Nederland en de Europese integratie, 1950-1986

 
English | Nederlands
Samenvatting
3 g. Crisis in de EEG (Zie notulen r.m.r. 29 oktober 1965, punt 3 b; m.r. 15 oktober 1965, punt 4 a en REZ 22 oktober 1965 punt 3)
Vondeling vraagt zich af of het geen tijd wordt om alternatieve oplossingen te bedenken voor de Franse obstructie in de EEG.
Luns vertelt dat met Spaak is besproken of bekeken moet worden of de EVA-landen ook tot de vijf mogen toetreden als de Fransen wegblijven.
Vondeling stelt voor een ambtelijke werkgroep naar alternatieven voor Europese samenwerking te laten zoeken, maar Luns en Den Uyl vinden het hier te vroeg voor.
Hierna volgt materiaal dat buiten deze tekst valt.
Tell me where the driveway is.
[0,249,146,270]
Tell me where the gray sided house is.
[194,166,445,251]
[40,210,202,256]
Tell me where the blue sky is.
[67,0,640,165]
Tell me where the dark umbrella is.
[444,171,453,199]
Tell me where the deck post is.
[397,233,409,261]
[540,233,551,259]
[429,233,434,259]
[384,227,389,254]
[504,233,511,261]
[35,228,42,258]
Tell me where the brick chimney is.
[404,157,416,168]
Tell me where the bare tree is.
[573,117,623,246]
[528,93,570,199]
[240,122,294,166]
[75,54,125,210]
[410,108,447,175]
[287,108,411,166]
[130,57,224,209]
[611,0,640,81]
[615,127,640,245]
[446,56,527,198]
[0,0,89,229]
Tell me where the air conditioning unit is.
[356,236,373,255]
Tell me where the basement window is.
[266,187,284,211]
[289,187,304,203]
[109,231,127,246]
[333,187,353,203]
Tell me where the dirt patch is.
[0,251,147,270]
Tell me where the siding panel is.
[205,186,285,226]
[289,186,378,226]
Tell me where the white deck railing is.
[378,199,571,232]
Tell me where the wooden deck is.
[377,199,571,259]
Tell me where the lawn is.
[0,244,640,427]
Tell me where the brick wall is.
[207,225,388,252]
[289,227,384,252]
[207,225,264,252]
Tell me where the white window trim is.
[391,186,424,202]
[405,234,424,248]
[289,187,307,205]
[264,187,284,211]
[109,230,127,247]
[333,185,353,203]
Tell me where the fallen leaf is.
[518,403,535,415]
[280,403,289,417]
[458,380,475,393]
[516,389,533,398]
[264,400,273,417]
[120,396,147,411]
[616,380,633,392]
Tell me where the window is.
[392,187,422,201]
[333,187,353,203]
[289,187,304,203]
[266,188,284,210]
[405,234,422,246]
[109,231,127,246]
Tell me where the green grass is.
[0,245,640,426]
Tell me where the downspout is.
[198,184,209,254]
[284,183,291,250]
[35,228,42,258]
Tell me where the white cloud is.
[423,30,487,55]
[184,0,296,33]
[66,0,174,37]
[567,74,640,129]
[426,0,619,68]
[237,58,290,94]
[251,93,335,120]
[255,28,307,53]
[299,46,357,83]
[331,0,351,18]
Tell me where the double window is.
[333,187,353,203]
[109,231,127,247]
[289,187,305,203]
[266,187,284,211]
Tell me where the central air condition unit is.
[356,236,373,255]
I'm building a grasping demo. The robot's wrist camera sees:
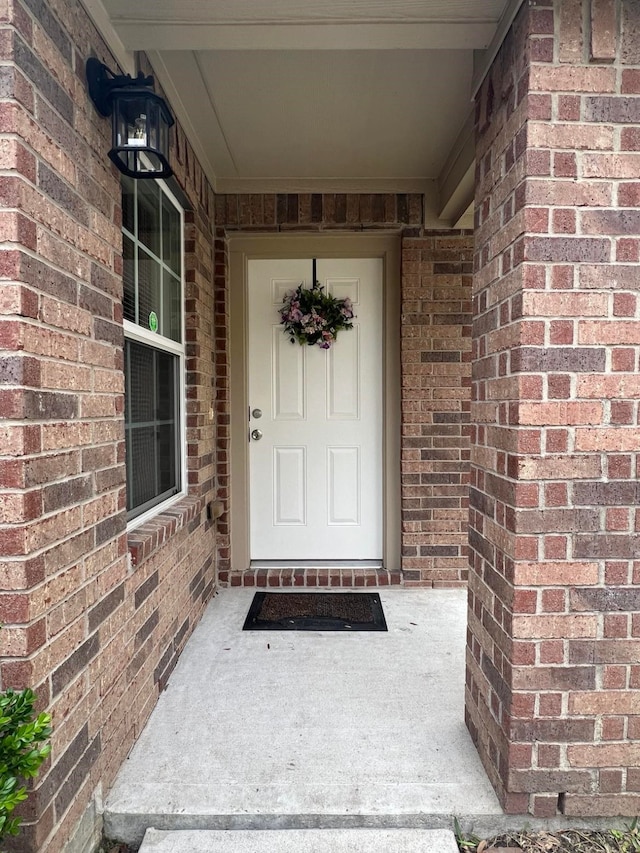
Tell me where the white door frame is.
[229,232,402,572]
In vertrouwelijke sfeer wordt al wel onderzocht wat de economische consequenties zouden zijn als Frankrijk uit de EEG zou stappen.
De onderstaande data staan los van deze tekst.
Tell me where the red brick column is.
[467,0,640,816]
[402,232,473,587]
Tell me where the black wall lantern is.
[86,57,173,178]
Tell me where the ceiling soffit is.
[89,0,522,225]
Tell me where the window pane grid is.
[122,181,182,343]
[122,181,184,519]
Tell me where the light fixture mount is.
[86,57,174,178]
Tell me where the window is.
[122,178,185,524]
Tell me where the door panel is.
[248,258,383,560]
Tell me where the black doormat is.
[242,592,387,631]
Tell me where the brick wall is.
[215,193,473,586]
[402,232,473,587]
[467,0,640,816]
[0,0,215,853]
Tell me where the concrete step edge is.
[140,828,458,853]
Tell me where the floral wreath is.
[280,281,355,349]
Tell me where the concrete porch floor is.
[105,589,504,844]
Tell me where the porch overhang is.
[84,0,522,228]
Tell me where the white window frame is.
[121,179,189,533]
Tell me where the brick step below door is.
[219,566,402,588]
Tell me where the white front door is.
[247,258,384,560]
Frankrijk zal 1 januari 1966 laten weten of het land zal blijven deelnemen aan de EEG.
Cals stelt als conclusie dat naar buiten toe nog niet de indruk gewekt zal moeten worden dat Nederland de EEG-samenwerking opgeeft, maar er zal begonnen worden met de voorbereiding van werkstukken over de mogelijkheden naar aanleiding van de Franse beslissing in januari.